Contrat de maintenance et VGP : comment articuler les deux sans doublon

Comment faire cohabiter entretien contractuel et obligations de vérification avec des preuves plus lisibles et moins de confusion.

Idée clé

“Deux dispositifs utiles peuvent devenir confus s’ils ne sont pas clairement séparés.”

Le texte seul ne sécurise rien

Sur les sujets réglementaires, l’erreur la plus fréquente consiste à se contenter d’un principe général sans traduire ce qu’il implique réellement dans le suivi quotidien. Or une obligation mal comprise produit souvent des preuves incomplètes.

Pour faire cohabiter entretien contractuel et obligations de vérification, il faut revenir à trois questions très simples : quel équipement ou quelle situation est concerné, qui intervient ou valide, et quelle trace doit rester disponible ensuite.
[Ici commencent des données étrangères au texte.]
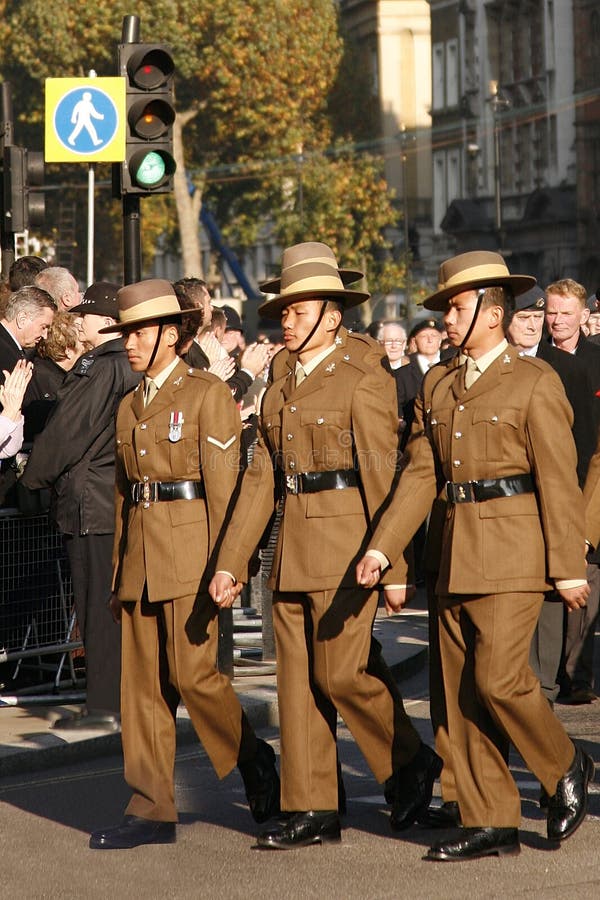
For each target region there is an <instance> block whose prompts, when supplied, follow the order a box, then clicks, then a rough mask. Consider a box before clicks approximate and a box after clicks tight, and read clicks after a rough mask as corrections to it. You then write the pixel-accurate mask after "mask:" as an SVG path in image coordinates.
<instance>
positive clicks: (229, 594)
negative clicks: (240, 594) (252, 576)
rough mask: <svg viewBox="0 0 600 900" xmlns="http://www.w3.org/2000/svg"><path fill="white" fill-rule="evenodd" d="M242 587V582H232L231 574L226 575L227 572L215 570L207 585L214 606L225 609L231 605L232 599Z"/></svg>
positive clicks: (240, 592) (241, 590) (236, 596)
mask: <svg viewBox="0 0 600 900" xmlns="http://www.w3.org/2000/svg"><path fill="white" fill-rule="evenodd" d="M242 588H243V584H242V582H241V581H236V582H235V584H234V583H233V581H232V579H231V575H228V574H227V572H217V573H216V575H215V576H214V577H213V578H212V580H211V582H210V584H209V586H208V593H209V594H210V596H211V597H212V600H213V603H215V605H216V606H218V607H219V608H220V609H227V608H228V607H230V606H233V603H234V600H235V598H236V597H237V596H238V594H240V593H241V592H242Z"/></svg>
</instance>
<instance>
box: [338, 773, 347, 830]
mask: <svg viewBox="0 0 600 900" xmlns="http://www.w3.org/2000/svg"><path fill="white" fill-rule="evenodd" d="M337 775H338V812H339V814H340V816H345V815H346V788H345V786H344V779H343V777H342V767H341V765H340V761H339V759H338V764H337Z"/></svg>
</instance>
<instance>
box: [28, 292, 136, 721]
mask: <svg viewBox="0 0 600 900" xmlns="http://www.w3.org/2000/svg"><path fill="white" fill-rule="evenodd" d="M118 289H119V285H118V284H111V283H110V282H106V281H99V282H95V283H94V284H91V285H90V286H89V287H88V288H87V290H86V292H85V294H84V297H83V301H82V303H81V304H80V305H79V306H76V307H74V308H73V312H74V313H75V314H76V315H80V316H81V317H82V325H81V333H82V338H83V340H84V341H85V342H86V344H88V345H89V346H90V347H91V350H90V351H89V352H87V353H84V354H83V355H82V356H81V357H80V359H79V360H78V361H77V363H76V365H75V366H74V367H73V369H72V370H71V372H69V374H68V375H67V376H66V378H65V380H64V381H63V383H62V385H61V387H60V388H59V391H58V399H57V402H56V404H55V406H54V409H53V411H52V413H51V415H50V418H49V420H48V422H47V423H46V425H45V427H44V429H43V430H42V431H41V432H40V434H38V436H37V437H36V439H35V441H34V444H33V448H32V450H31V454H30V456H29V459H28V462H27V465H26V467H25V472H24V474H23V477H22V479H21V483H22V484H23V486H24V487H27V488H29V489H31V490H39V489H43V488H52V500H51V505H50V516H51V518H52V519H53V521H54V523H55V524H56V527H57V528H58V530H59V531H60V532H61V534H62V535H63V536H64V540H65V546H66V549H67V553H68V556H69V562H70V568H71V575H72V578H73V596H74V600H75V609H76V612H77V624H78V627H79V632H80V634H81V638H82V640H83V645H84V648H85V669H86V706H85V710H84V712H83V714H81V715H77V716H65V717H63V718H61V719H59V720H58V721H57V723H56V726H55V727H57V728H100V729H104V730H108V731H111V730H115V729H116V728H117V727H118V718H119V712H120V688H121V635H120V631H119V629H118V628H117V626H116V625H115V623H114V622H113V620H112V616H111V614H110V610H109V608H108V600H109V598H110V592H111V581H112V579H111V569H112V565H111V561H112V551H113V543H114V530H115V505H114V495H115V486H114V485H115V417H116V413H117V406H118V404H119V402H120V400H121V398H122V397H123V396H124V395H125V394H127V393H128V392H129V391H130V390H132V389H133V388H134V387H135V386H136V385H137V384H138V383H139V381H140V376H139V375H137V374H136V373H134V372H132V370H131V366H130V365H129V361H128V359H127V354H126V353H125V348H124V347H123V341H122V339H121V336H120V334H118V333H115V332H111V333H109V334H105V333H103V331H102V329H103V328H105V327H107V326H111V325H113V326H114V325H115V324H116V322H117V318H118V314H119V312H118V307H117V291H118Z"/></svg>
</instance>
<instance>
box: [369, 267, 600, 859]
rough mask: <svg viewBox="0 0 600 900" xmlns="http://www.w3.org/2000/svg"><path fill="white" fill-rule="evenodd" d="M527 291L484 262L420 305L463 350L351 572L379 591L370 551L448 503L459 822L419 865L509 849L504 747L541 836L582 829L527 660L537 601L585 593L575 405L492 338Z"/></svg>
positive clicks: (450, 625)
mask: <svg viewBox="0 0 600 900" xmlns="http://www.w3.org/2000/svg"><path fill="white" fill-rule="evenodd" d="M534 282H535V279H533V278H529V277H528V276H519V275H510V274H509V272H508V269H507V267H506V264H505V262H504V260H503V258H502V257H501V256H500V255H499V254H497V253H491V252H487V251H485V252H471V253H464V254H461V255H460V256H457V257H454V258H453V259H450V260H447V261H446V262H445V263H442V265H441V267H440V273H439V289H438V291H437V292H436V293H435V294H433V295H431V296H430V297H429V298H427V300H426V301H425V304H424V305H425V307H426V308H427V309H431V310H437V311H443V312H444V323H445V325H446V330H447V333H448V336H449V338H450V340H451V342H452V344H453V345H454V346H456V347H460V348H461V349H462V351H463V354H464V355H463V356H460V357H456V358H454V359H452V360H450V361H448V362H445V363H441V364H440V365H438V366H436V367H434V368H433V369H432V370H431V371H430V372H429V373H428V374H427V375H426V376H425V380H424V382H423V388H422V394H421V395H420V397H419V398H418V400H417V403H416V408H415V412H416V416H415V424H414V427H413V431H412V434H411V438H410V441H409V443H408V448H407V449H408V454H409V463H408V465H407V467H406V468H405V470H404V471H403V473H402V476H401V478H400V482H399V485H398V490H397V492H396V494H395V496H394V498H393V500H392V502H391V504H390V507H389V508H388V510H387V511H386V512H385V513H384V515H383V516H382V519H381V522H380V523H379V525H378V527H377V530H376V532H375V534H374V536H373V538H372V540H371V542H370V546H369V549H368V550H367V553H366V555H365V556H364V557H363V559H362V560H361V562H360V563H359V565H358V567H357V580H358V583H359V584H361V585H365V586H372V585H374V584H376V583H377V581H378V580H379V577H380V575H381V571H382V569H383V570H385V564H386V563H385V562H382V558H383V560H384V561H389V562H391V563H392V564H393V563H394V562H395V560H396V559H397V558H398V556H399V555H400V553H401V552H402V549H403V547H404V546H405V545H406V544H407V543H408V541H409V540H410V538H411V537H412V533H413V531H414V530H415V528H416V527H417V526H418V525H419V523H420V522H421V521H422V519H423V518H424V516H425V515H426V513H427V512H428V511H429V509H430V507H431V504H432V502H433V501H434V499H435V498H436V494H437V495H438V497H439V498H440V499H442V498H443V499H444V500H445V503H446V514H445V519H444V522H443V528H442V531H441V535H440V550H441V552H440V568H439V575H438V580H437V586H436V590H437V595H438V605H439V619H440V628H439V640H440V651H441V662H442V672H443V680H444V691H445V698H446V707H447V716H448V736H449V742H450V752H451V756H452V770H453V773H454V776H455V780H456V790H457V794H458V805H459V812H460V819H461V822H462V825H463V827H462V829H461V830H460V832H459V834H458V836H457V837H456V838H455V839H452V838H450V839H448V840H443V841H441V842H439V843H437V844H436V845H435V846H434V847H432V848H431V849H430V850H429V853H428V855H427V858H428V859H431V860H441V861H445V860H461V859H474V858H477V857H481V856H489V855H494V854H495V855H498V856H500V855H507V854H515V853H518V852H519V850H520V846H519V835H518V826H519V822H520V817H521V803H520V797H519V792H518V789H517V787H516V785H515V783H514V781H513V779H512V777H511V774H510V771H509V768H508V765H507V762H506V759H507V758H508V742H509V741H510V742H511V743H513V744H514V746H515V747H516V749H517V750H518V752H519V753H520V754H521V756H522V757H523V759H524V760H525V763H526V765H527V766H528V767H529V768H530V769H531V771H532V772H534V773H535V775H536V776H537V778H538V779H539V780H540V782H541V783H542V785H543V787H544V789H545V790H546V792H547V794H548V796H549V798H550V799H549V804H548V819H547V830H548V837H549V838H550V839H551V840H555V841H560V840H564V839H565V838H567V837H569V835H571V834H572V833H573V832H574V831H575V829H576V828H577V827H578V825H579V824H580V823H581V822H582V820H583V818H584V816H585V812H586V806H587V786H588V782H589V781H590V779H593V773H594V764H593V762H592V760H591V758H590V757H589V756H588V755H587V754H586V753H584V752H583V750H582V749H581V748H575V747H574V746H573V743H572V742H571V740H570V739H569V738H568V736H567V734H566V733H565V731H564V729H563V727H562V725H561V724H560V722H559V721H558V719H556V717H555V716H554V713H553V712H552V710H551V708H550V706H549V704H548V703H547V701H546V699H545V698H544V696H543V694H542V693H541V688H540V684H539V681H538V680H537V679H536V677H535V676H534V674H533V672H532V670H531V669H530V667H529V648H530V645H531V638H532V635H533V631H534V629H535V626H536V623H537V620H538V616H539V612H540V608H541V605H542V601H543V596H544V592H545V591H547V590H549V589H550V588H551V587H553V586H554V587H555V588H556V590H557V591H558V592H559V594H560V595H561V596H562V598H563V601H564V602H565V604H566V606H567V607H568V608H569V609H577V608H579V607H581V606H583V605H585V600H586V596H587V593H588V590H589V588H588V585H587V582H586V580H585V558H584V533H583V518H584V516H583V503H582V497H581V491H580V489H579V487H578V484H577V474H576V454H575V445H574V442H573V437H572V434H571V423H572V411H571V409H570V407H569V404H568V401H567V398H566V396H565V392H564V389H563V387H562V384H561V382H560V379H559V378H558V376H557V375H556V373H555V372H554V371H553V370H552V369H551V368H550V367H549V366H548V365H547V364H546V363H544V362H542V361H541V360H537V359H534V358H528V357H521V356H519V354H518V352H517V351H516V349H515V348H514V347H510V346H509V345H508V343H507V341H506V339H505V337H504V324H505V320H506V318H507V317H508V315H510V312H511V309H512V302H513V300H512V298H513V295H514V294H520V293H522V292H524V291H526V290H527V289H528V288H530V287H531V286H532V285H533V283H534ZM549 422H551V423H552V426H551V427H549V424H548V423H549ZM557 448H559V450H558V452H557ZM384 577H385V576H384ZM395 594H396V592H395V591H393V590H387V591H386V595H387V602H388V603H389V605H390V606H391V607H392V608H393V607H395V606H396V607H397V606H398V605H399V604H400V603H401V602H402V596H401V595H398V597H397V598H396V596H395ZM396 599H397V600H398V603H396Z"/></svg>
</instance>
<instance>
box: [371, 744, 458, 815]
mask: <svg viewBox="0 0 600 900" xmlns="http://www.w3.org/2000/svg"><path fill="white" fill-rule="evenodd" d="M442 765H443V764H442V760H441V758H440V757H439V756H438V755H437V753H435V752H434V751H433V750H432V749H431V747H428V746H427V744H421V746H420V747H419V749H418V750H417V754H416V756H415V757H414V759H412V760H411V761H410V762H409V763H408V765H407V766H403V767H402V768H401V769H397V770H396V772H394V774H393V775H392V777H391V778H388V780H387V781H386V783H385V792H384V793H385V796H386V799H387V798H388V796H389V795H390V793H391V796H392V800H391V803H392V813H391V815H390V825H391V826H392V828H393V829H394V831H404V829H406V828H410V826H411V825H412V824H413V822H416V820H417V819H418V818H419V816H420V814H421V813H422V812H423V811H424V810H425V809H427V807H428V806H429V804H430V803H431V795H432V793H433V783H434V781H435V779H436V778H438V777H439V775H440V773H441V771H442ZM388 802H389V801H388Z"/></svg>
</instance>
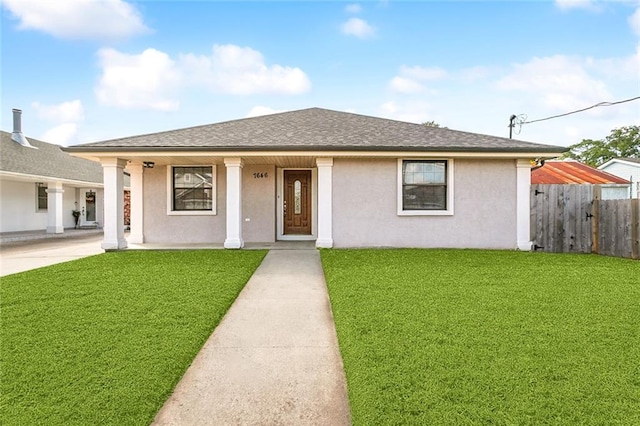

Ce qu’il faut pouvoir prouver

Elle aide aussi à mieux parler avec le client, parce qu’on peut expliquer ce qui a été fait, ce qui reste à faire et ce qui ne relève pas du même cadre.

Une obligation devient opérable quand la preuve, le rôle de chacun et la suite éventuelle peuvent être retrouvés sans interprétation hasardeuse.

L’intérêt opérationnel derrière l’obligation

En matière de VGP, la conformité tient donc autant à la qualité du classement qu’à la qualité de l’intervention.

On gagne alors à la fois en sécurité juridique et en simplicité d’exécution au quotidien.